The Second Generation.

      Life changes substantially by the time we reach the second generation, these people have more complex souls, their reactions and responses are more subtle, the causes of conflict between them are deeper and their frustration is more bitter. A curiously contrived continuity is preserved in the marriage of the second generation, for Tom, through whom the line of descent would appear to be mandatary, is not the physical progenitor of those who follows, though we are told, he never loved his own son as he loved his step-child Anna’. Yet Anna who is, through Tom, an adopted Brangwen becomes a Brangwen again when she marries Will, Tom's nephew. Anna is elated by the unknown quality within Will and feels enriched by it. Emerging from moody adolescence, she is ready for new experiences and with Will 'something strange had entered into her world, something entirely strange and unlike what she knew.'

The Third Generation.

      Ursula is the last of the Brangwens that Lawrence deals with and we enter much more fully into her life. The preceding generations have occupied our interest for considerably half the book; the remainder is given to Ursula. Here the free woman is confronted with an industrial society which is destructive of life, vitality and manliness and her purely physical union with her lover is eventually disenchanting because he has been weakened by his association with the corrupt world. Ursula therefore, can only hope that in the new hope of tomorrow, which is emerging out of the decayed world of today, her destined man will appear and she will recognize him as her mate.

Change in the Attitude to Sex.

      Tom's courtship of Lydia hardly happens on the level of ordinary human contact His intimacy with her progress indirectly, through a conversation with his own servant Tilly, through a brief encounter after church with little Anna, and through the purchase of butter for the Vicar. In his mind however, he has moved slowly but surely towards the decision to marry her.

      On the other hand the courtship of Anna and Will is passionate, but it never achieves the finely strung accord of that of Tom and Lydia.
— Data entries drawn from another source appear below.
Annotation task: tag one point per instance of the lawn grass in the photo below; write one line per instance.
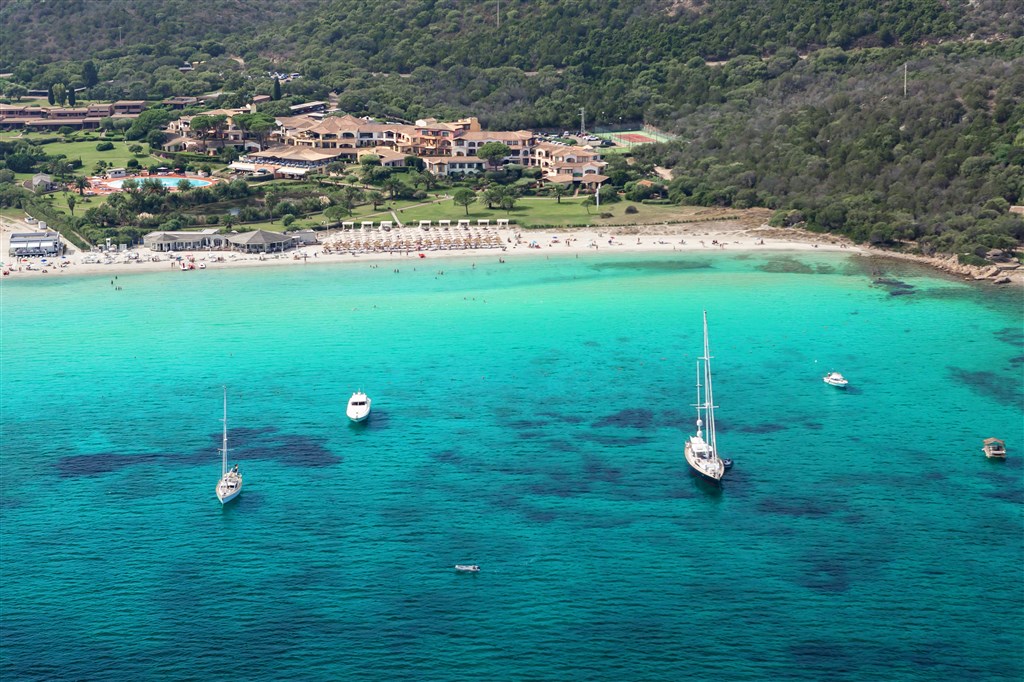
(118, 157)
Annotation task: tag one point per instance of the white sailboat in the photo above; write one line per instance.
(229, 485)
(358, 407)
(701, 448)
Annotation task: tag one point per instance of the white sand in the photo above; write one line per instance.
(707, 237)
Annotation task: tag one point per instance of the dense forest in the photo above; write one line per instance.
(798, 105)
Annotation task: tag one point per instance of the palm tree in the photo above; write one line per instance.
(391, 185)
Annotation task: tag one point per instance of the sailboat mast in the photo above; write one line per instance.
(709, 394)
(223, 444)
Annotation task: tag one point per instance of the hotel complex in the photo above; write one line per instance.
(309, 142)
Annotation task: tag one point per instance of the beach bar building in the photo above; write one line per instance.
(260, 241)
(202, 241)
(36, 244)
The moonlight stooking scene is indeed both beautiful and loving, but though it ends in Will’s proposal, it shows a couple who are out of step; they finally submit to the passion of the moment, but they meet on no other plane. Their love lacks spirituality and hence, after their marriage when physical desire is partly sated, they have no real point of meeting; they are unable to communicate about the things that matter to them.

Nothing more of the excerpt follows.